Josh, very nice job of summarizing the discussion. Even having been there for most of it, it's useful to re-read.

Next week will be interesting, one of the more substantive meetings in a while, as the discussion will shift from the details of the plans to the recommendations.

A number of the issues that have been raised are really implementation issues. Laura Perille suggested a few meetings back that they start to collect some of those, that was a good suggestion that AFAIK hasn't been mentioned since. By noting them in the EAC's recommendations, there's a better chance something might get done, and it may help set priorities. For example, fixing the waitlist is to me more an implementation issue, as is improving the current efforts to help families make the right choices (either decoding the process, or crossing a language gap).

I do wish they'd stop worrying about whether this is "strategy proof" enough and start fixing the glaring problems. Such as the waiting list problem - can't parents just pick three of their top five after the fact, or some similar fix? And just plain communication - as you know, the current system is very poorly understood - a lot of legends and old info gets passed along from parent to parent. All compounded when language barriers come into play.

I think the choice of vocabulary in Peng's presentation may be confusing, especially for those reading it outside the meeting. Access to quality has meant something else. Is it being redefined, or is he just explaining how a demand model works? My take on it is, there's quality (measured independent of a particular family's preferences), and there's match, and both determine how a family chooses.

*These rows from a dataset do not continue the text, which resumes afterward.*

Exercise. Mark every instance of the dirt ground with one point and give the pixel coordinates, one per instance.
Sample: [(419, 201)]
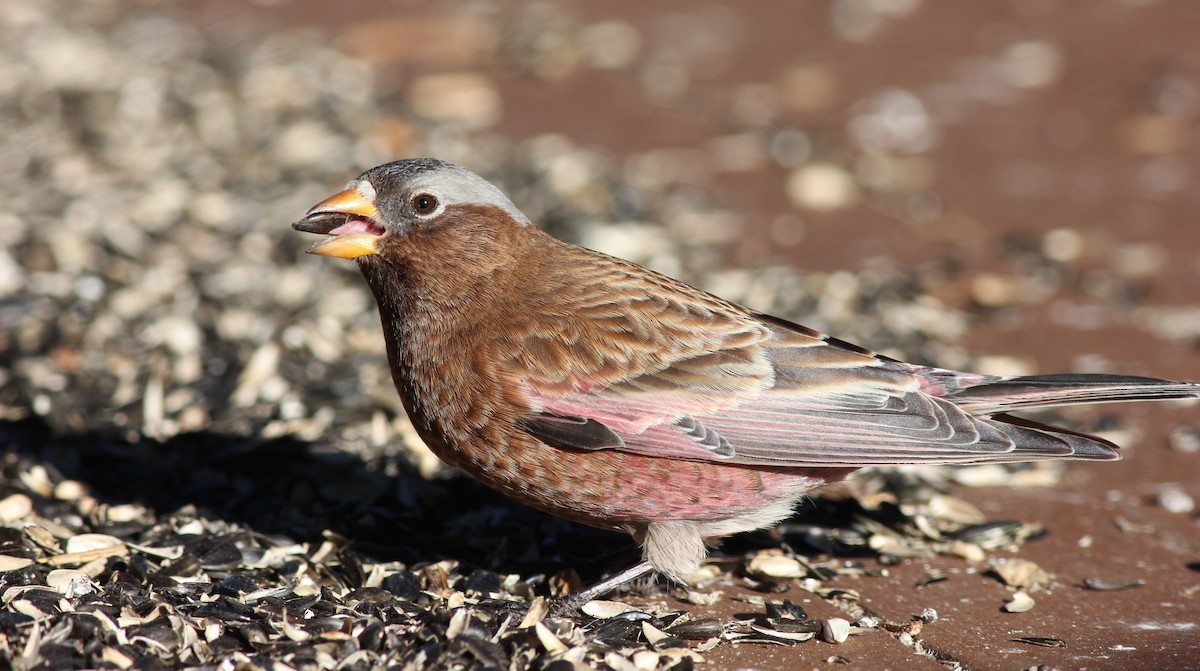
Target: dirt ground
[(1031, 166)]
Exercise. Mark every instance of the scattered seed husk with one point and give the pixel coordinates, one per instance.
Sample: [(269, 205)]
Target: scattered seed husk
[(1020, 573), (1111, 585), (1042, 641), (835, 630), (1019, 601)]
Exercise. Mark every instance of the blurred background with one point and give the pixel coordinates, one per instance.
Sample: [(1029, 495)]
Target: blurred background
[(1005, 186)]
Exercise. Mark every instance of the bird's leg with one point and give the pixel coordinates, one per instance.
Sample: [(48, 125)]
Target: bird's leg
[(575, 601)]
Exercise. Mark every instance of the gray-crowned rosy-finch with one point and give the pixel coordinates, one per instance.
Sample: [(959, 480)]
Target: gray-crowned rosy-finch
[(594, 389)]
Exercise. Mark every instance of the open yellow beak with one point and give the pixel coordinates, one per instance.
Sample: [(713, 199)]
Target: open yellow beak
[(342, 211)]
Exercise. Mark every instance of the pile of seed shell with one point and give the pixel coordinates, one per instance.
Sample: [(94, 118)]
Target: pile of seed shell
[(204, 461)]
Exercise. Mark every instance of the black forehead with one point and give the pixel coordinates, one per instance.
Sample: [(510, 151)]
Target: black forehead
[(400, 172)]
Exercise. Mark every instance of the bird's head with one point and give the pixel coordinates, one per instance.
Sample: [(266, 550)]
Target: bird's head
[(394, 203)]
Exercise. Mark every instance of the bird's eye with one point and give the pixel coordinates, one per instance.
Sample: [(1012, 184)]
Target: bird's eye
[(425, 203)]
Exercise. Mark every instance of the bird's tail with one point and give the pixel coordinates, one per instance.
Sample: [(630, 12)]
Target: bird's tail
[(1002, 395)]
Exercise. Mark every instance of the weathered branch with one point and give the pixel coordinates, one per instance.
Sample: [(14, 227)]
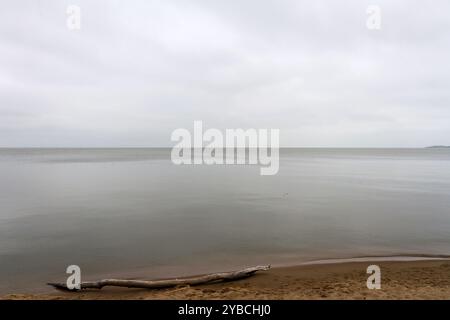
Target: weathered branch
[(158, 284)]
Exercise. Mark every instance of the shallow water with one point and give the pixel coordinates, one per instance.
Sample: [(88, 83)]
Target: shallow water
[(132, 212)]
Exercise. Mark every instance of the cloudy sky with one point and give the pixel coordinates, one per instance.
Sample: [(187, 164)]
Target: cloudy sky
[(137, 70)]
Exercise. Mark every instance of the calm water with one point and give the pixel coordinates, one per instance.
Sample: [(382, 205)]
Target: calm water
[(131, 212)]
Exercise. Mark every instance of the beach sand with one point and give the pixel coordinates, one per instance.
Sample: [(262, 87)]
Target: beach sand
[(428, 279)]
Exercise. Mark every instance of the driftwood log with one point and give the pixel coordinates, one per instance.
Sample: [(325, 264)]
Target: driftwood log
[(158, 284)]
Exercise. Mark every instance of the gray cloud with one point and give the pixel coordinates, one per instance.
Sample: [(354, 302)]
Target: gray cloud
[(138, 70)]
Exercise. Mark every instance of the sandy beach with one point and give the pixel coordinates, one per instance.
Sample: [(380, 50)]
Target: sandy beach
[(426, 279)]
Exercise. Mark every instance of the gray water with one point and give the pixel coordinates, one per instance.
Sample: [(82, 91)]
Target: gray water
[(132, 213)]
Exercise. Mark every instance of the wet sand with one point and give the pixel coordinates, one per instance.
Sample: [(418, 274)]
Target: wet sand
[(426, 279)]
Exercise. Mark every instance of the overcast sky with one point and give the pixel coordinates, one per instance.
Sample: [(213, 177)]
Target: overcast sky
[(137, 70)]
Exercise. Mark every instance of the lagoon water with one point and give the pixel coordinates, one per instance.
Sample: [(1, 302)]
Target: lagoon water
[(132, 213)]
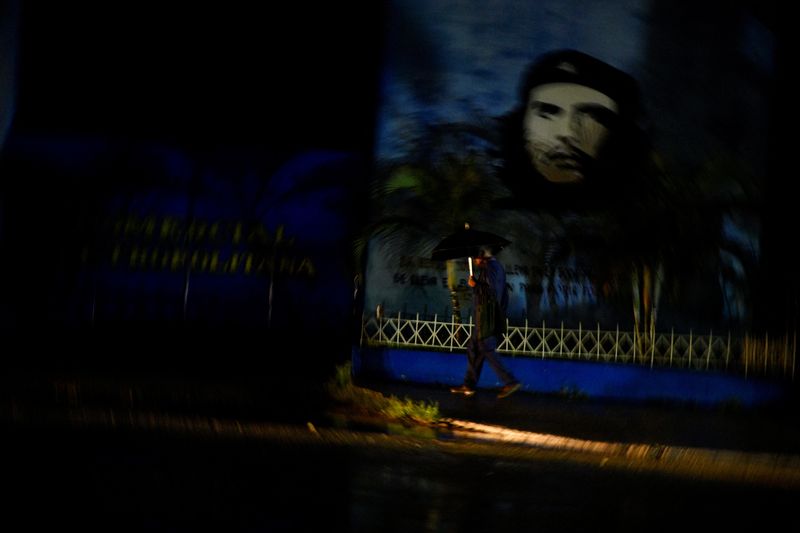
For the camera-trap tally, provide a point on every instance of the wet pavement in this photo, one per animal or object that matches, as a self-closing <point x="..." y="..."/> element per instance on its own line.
<point x="111" y="452"/>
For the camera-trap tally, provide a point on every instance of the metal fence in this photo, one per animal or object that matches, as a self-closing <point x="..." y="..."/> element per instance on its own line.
<point x="698" y="351"/>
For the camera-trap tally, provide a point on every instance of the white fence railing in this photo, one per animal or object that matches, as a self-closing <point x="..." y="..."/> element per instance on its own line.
<point x="706" y="351"/>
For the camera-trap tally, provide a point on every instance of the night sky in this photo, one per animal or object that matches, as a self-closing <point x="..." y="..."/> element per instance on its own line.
<point x="234" y="73"/>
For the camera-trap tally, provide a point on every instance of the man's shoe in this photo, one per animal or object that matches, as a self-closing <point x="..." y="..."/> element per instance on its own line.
<point x="509" y="389"/>
<point x="463" y="389"/>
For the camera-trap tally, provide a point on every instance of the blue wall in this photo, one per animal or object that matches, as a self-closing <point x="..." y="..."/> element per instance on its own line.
<point x="594" y="380"/>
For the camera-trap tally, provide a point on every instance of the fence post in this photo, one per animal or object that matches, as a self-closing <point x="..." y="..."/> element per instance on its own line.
<point x="728" y="351"/>
<point x="397" y="329"/>
<point x="598" y="341"/>
<point x="544" y="333"/>
<point x="452" y="330"/>
<point x="710" y="342"/>
<point x="435" y="329"/>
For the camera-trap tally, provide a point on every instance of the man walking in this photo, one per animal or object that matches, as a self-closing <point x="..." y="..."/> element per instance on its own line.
<point x="490" y="300"/>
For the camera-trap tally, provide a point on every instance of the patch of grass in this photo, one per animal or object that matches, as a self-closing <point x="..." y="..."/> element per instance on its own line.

Overall, though, giving the EAC more time for analysis, and the EAC's committment to actually do the analysis, has the potential to build the best possible plan (by a wide margin), and to build a great foundation for the future. The tools can evolve and improve over time in a way that none of the zone plans can.

The best thing about that is not having to do this again anytime soon, and being able to focus on the real issue - continuing to improve quality in the BPS.